Apache Spark is renowned for its prowess as a distributed data processing engine. Yet, a lesser-known facet of Spark is its capability to function as a database. This article delves deep into how Apache Spark, with the assistance of Hive, can be harnessed as a database. We'll explore the creation of tables within Spark and the subsequent querying on them.
Spark’s Database Capabilities
Spark's inherent nature allows it to act as a database. Within Spark, users can establish databases. Once a database is set up, tables and views can be created within that database.
Table Components in Spark
A table in Spark comprises two main components:
- Table Data: This is stored as data files within your distributed storage system.

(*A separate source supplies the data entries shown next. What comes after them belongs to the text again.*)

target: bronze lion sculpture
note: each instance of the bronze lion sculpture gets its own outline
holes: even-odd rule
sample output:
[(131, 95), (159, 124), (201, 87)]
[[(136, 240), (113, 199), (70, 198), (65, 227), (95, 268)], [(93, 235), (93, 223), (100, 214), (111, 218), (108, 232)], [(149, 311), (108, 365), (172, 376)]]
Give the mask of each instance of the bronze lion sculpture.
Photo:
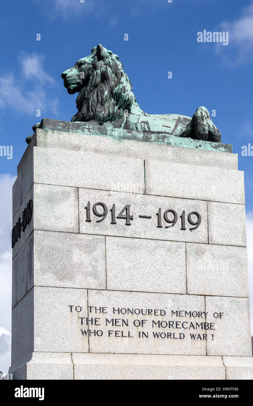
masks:
[(192, 117), (178, 114), (147, 114), (139, 107), (119, 57), (99, 44), (61, 77), (68, 92), (80, 92), (78, 111), (71, 121), (110, 121), (116, 128), (166, 134), (221, 142), (208, 110), (199, 107)]
[[(199, 107), (192, 117), (178, 114), (147, 114), (139, 107), (118, 55), (101, 44), (61, 75), (68, 93), (79, 92), (78, 112), (71, 121), (112, 126), (157, 134), (221, 142), (208, 110)], [(36, 124), (33, 129), (39, 126)], [(27, 139), (27, 142), (30, 140)]]

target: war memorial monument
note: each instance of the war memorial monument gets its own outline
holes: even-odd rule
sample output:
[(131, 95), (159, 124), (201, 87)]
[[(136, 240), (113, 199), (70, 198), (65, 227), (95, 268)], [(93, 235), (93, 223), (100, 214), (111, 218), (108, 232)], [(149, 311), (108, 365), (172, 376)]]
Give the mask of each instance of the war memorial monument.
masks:
[(204, 107), (142, 110), (101, 45), (62, 77), (78, 112), (34, 126), (13, 187), (13, 379), (253, 379), (232, 146)]

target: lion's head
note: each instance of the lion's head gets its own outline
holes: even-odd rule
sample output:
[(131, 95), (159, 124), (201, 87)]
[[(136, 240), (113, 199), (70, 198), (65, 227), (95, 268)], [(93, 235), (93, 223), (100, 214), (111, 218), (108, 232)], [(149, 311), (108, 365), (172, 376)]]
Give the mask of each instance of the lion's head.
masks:
[(121, 117), (135, 98), (118, 55), (99, 44), (61, 75), (71, 94), (80, 92), (72, 121), (95, 120), (102, 124)]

- Table Metadata: This includes information such as the schema, table name, database name, column names, partitions, and the physical location of the actual data. Spark provides an in-memory catalog by default, maintained per session. For persistence, Spark employs the Apache Hive meta-store.
Types of Spark Tables
Spark offers two distinct types of tables:
- Managed Tables: Here, Spark oversees both the table data and metadata. It creates the metadata in the meta-store and writes the data within a predefined directory location, known as the Spark SQL warehouse directory. Deleting a managed table results in the removal of both its metadata and table data.
- Unmanaged or External Tables: These tables are akin to managed tables concerning metadata. However, they differ in the data storage location. For unmanaged tables, only the metadata is created by Spark in the meta-store. The data directory location must be specified during the creation of unmanaged tables. Deleting an unmanaged table will only remove its metadata, leaving the table data untouched.
Why Opt for Spark Tables?
When ingesting data into Spark, two primary options are available:
- Store the data as a file in formats like Parquet or Avro.
- Save the data within a Table.
Choosing the first option requires the use of the DataFrameReader API to re-access the data. On the other hand, creating a managed table in Spark makes your data accessible to a plethora of SQL compliant tools. Spark database tables can be accessed using SQL expressions via JDBC-ODBC connectors, making them compatible with third-party tools like Tableau and Power BI.
Crafting a Spark Managed Table
To demonstrate, let's embark on creating a Spark managed table and querying it using Spark SQL.
import org.apache.log4j.Logger
import org.apache.spark.sql.{SaveMode, SparkSession}
object SparkSQLTableDemo extends Serializable {
@transient lazy val logger: Logger = Logger.getLogger(getClass.getName)
def main(args: Array[String]): Unit = {
val spark = SparkSession.builder()
.appName("Spark SQL Table Demo")
.master("local[3]")
.enableHiveSupport()
.getOrCreate()
val userInfoDF = spark.read
.format("csv")
.option("path", "dataSource/")
.option("delimiter",";")
.option("header","true")
.option("inferSchema", "true")
.load()
import spark.sql
sql("CREATE DATABASE IF NOT EXISTS MY_DB")
sql("USE MY_DB")
userInfoDF.write
.mode(SaveMode.Overwrite)
.format("csv")
.saveAsTable("MY_DB.user_info")
logger.info("Now you can query whatever you want from the table...!")
sql("Select * from MY_DB.user_info").show()
spark.stop()
}
}
Conclusion
Apache Spark's ability to function as a database offers a multitude of advantages. By understanding its capabilities and harnessing them effectively, one can achieve seamless data processing and management.
References
FAQs
- What are the two main components of a table in Spark?
- Table Data and Table Metadata.
- What are the two types of tables in Spark?
- Managed Tables and Unmanaged or External Tables.
- Why should one opt for Spark tables?
- Spark tables make data accessible to various SQL compliant tools and can be accessed using SQL expressions via JDBC-ODBC connectors.
- Can Spark function as a database?
- Yes, Apache Spark can function as a database and allows the creation of tables and databases within it.